Today, I look out into the rain, and feel the rain falling inside of myself. I struggle with the rain inside of me, knowing that I need sunshine, and I need to let myself feel beautiful, and safe, and well.
It is time to lighten my heart, to lay down some of life’s burdens, and to move ahead, with a lighter step and a joyful heart.

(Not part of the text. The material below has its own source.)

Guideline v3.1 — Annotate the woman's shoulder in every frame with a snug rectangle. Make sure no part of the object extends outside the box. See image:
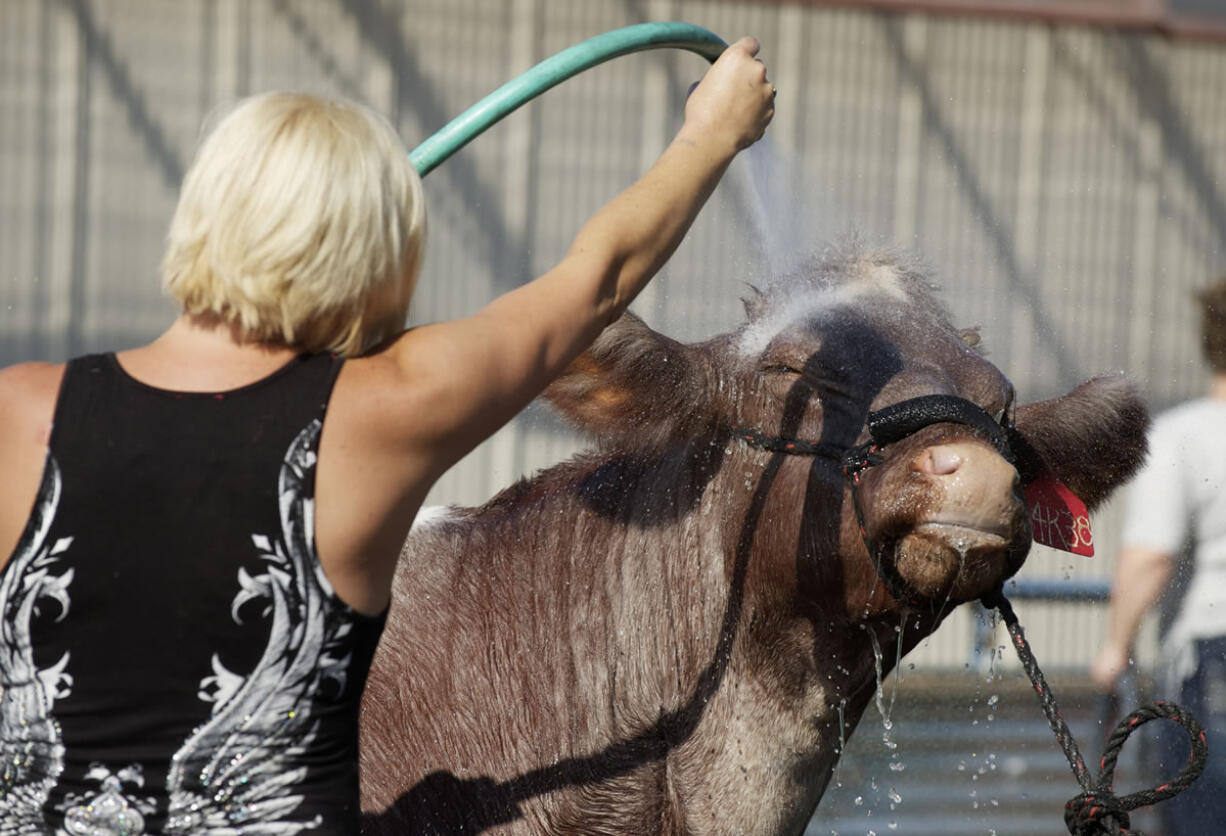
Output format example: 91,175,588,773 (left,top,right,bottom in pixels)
0,363,65,433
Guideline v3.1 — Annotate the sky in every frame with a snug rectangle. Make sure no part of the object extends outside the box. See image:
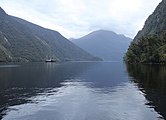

Henri Nouwen writes of his own struggles and journey through bleakness and angst:
“Here lies the core of my spiritual struggle: the struggle against self-rejection, self-contempt, and self-loathing. It is a very fierce battle because the world and its demons conspire to make me think about myself as worthless, useless, and negligible. Many consumerist economies stay afloat by manipulating the low self-esteem of their consumers and by creating spiritual expectations through material means. As long as I am kept ‘small’, I can easily be seduced to buy things, meet people, or go places that promise a radical change in self-concept even though they are totally incapable of bringing this about. But every time I allow myself to be thus manipulated or seduced, I will have still more reasons for putting myself down and seeing myself as the unwanted child.”
---Henri Nouwen, The Return of the Prodigal Son (1992)p. 107.
I can choose to wallow, to tear my hair, and to drown my spirit in the rain that falls within me, or I can take inventory, find my bootstraps, yank sharply upward, and “git ‘er done”. The sun is always shining above the clouds and the rain, anyway.
I have been moving forward most of my life, and I know that I can move forward. It is, after all, the only reasonable direction to travel.
And, the first step in that journey is forgiveness. Forgiveness is a complex house, its closets stuffed with a host of thoughts and emotions, and, in some of the boxes, some really ugly stuff that, at some point in my life, truly needs to be sorted through and tossed. There might be a few gems and treasures in those boxes, though, and thus, I will need to take inventory.
I also have my supply of trash bags close at hand, so I can toss freely and often. Trash bags are cheap and plentiful, and sit there on the shelf, begging to be filled, to be of use.
After all, the trash man comes on Wednesday, and I want to get my money’s worth for that service.
“I now see that the hands that forgive, console, heal and offer a festive meal must become my own.” Henri Nouwen, ibid, p. 119.
No one else can do this work. No one else can walk into my closet and begin the sorting and the tossing that needs to be done. This is my work, and mine alone.